The original reason for selecting this photograph for the delectation and delight of viewers was because in a way it typifies that instant type of snapshot where capturing an image of people or an object is paramount, and everything else, it could be said, is overlooked. So, we have a motorcar and occupants in a setting that could not have been better chosen if the photographer had been seeking the prize for the ‘most cluttered background’ in some bizarre competition.
Apart from the tree growing out of the bonnet of the car like an over-large mascot, the lady in the driver’s seat has a gatepost decorating her hat, the chauffeur relegated to the dickey seat supports a sign-board, whilst the eye is drawn to the darkness below the bridge as much as to the featured vehicle. In addition there is the jumble of fencing and scrappy vegetation. We have all seen such pictures before, perhaps even taken them ourselves, where something like a telegraph pole appears to emerge from the car’s roof like a giant radio-aerial, or similar incongruities are not noticed until the actual photograph is viewed. This is often a result of haste, but judging by the poise of the people it does not seem to have been the case on this occasion.
However, we can at least identify the car as it has the letters BSA on the front grille.
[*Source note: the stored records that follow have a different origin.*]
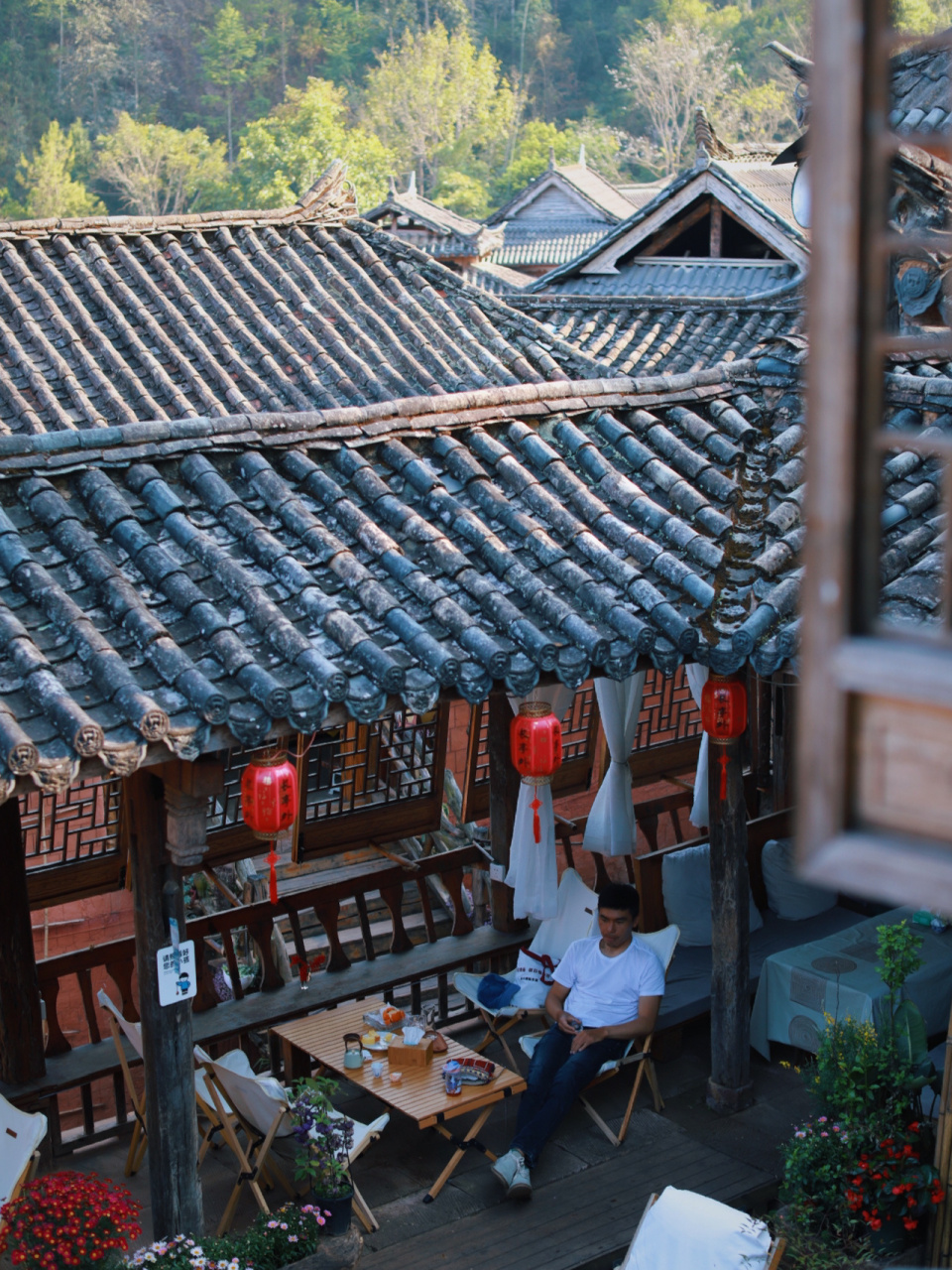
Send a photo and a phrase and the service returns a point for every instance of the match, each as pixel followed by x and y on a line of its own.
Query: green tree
pixel 282 154
pixel 49 177
pixel 438 100
pixel 227 54
pixel 158 171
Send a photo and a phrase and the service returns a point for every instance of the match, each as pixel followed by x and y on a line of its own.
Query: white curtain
pixel 611 824
pixel 697 679
pixel 534 870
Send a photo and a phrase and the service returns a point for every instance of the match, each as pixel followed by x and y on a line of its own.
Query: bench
pixel 382 962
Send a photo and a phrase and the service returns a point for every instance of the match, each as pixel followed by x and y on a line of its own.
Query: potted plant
pixel 892 1189
pixel 68 1218
pixel 322 1160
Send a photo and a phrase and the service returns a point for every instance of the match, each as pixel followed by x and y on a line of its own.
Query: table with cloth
pixel 839 975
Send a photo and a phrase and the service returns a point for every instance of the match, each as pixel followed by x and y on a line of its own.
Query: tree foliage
pixel 158 171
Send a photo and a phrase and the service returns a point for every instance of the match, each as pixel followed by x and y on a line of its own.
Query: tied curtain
pixel 534 870
pixel 697 679
pixel 611 824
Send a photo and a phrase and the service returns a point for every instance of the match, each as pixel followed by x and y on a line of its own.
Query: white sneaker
pixel 507 1166
pixel 521 1185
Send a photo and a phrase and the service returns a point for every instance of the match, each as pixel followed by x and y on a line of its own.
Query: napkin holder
pixel 403 1057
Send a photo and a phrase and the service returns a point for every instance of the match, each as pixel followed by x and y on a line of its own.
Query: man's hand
pixel 567 1024
pixel 588 1037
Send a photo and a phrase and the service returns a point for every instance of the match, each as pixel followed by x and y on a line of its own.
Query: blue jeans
pixel 556 1079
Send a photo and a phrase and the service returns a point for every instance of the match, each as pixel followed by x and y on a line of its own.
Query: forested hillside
pixel 167 105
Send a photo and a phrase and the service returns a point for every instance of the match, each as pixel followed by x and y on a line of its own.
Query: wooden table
pixel 420 1092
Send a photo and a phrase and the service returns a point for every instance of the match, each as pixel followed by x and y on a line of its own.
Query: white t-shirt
pixel 606 989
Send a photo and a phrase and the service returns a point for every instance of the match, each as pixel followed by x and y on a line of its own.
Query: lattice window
pixel 579 733
pixel 70 826
pixel 667 710
pixel 359 783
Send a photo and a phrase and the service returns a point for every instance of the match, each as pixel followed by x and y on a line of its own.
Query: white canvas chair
pixel 21 1134
pixel 662 945
pixel 259 1106
pixel 576 912
pixel 119 1028
pixel 682 1230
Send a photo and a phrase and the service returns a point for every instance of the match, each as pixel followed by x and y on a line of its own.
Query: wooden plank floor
pixel 571 1220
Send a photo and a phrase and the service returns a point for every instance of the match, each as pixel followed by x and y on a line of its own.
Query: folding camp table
pixel 420 1092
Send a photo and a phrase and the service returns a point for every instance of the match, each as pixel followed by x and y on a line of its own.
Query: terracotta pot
pixel 334 1252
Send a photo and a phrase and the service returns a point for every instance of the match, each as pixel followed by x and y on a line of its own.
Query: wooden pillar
pixel 503 797
pixel 729 1087
pixel 167 1030
pixel 783 711
pixel 21 1024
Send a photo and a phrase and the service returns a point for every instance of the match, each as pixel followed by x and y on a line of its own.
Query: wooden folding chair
pixel 662 945
pixel 21 1134
pixel 119 1028
pixel 690 1230
pixel 576 912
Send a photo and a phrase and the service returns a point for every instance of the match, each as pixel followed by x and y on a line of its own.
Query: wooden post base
pixel 728 1101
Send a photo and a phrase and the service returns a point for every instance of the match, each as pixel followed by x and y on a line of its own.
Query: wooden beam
pixel 21 1025
pixel 167 1030
pixel 503 797
pixel 716 229
pixel 729 1087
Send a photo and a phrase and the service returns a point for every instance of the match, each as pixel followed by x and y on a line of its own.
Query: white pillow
pixel 787 896
pixel 685 887
pixel 685 1230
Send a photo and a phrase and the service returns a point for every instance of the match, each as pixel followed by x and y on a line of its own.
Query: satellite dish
pixel 800 195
Here is though another example where a vehicle that was produced in respectable numbers between its introduction in 1922 and demise in 1925, with output running at around 1000 per annum, appears to have received only scanty attention in the motoring history books.
Mechanically it is actually quite an interesting machine since beneath the bonnet was an air-cooled 90º V-twin marginally over-square engine of 1075 cc, with push-rod actuated overhead valves and made at the Coventry Hotchkiss factory. There was a double-plate clutch with cork inserts of the type soon to be familiar to Morris car owners, a 3-speed & reverse gearbox, and shaft transmission with worm final drive. There was also electric lighting and a starter. Slightly pricey perhaps at £225, it was though good for more than 50 mph, sound and reliable, and so it is a little odd that the BSA Ten does not seem to be somewhat better known.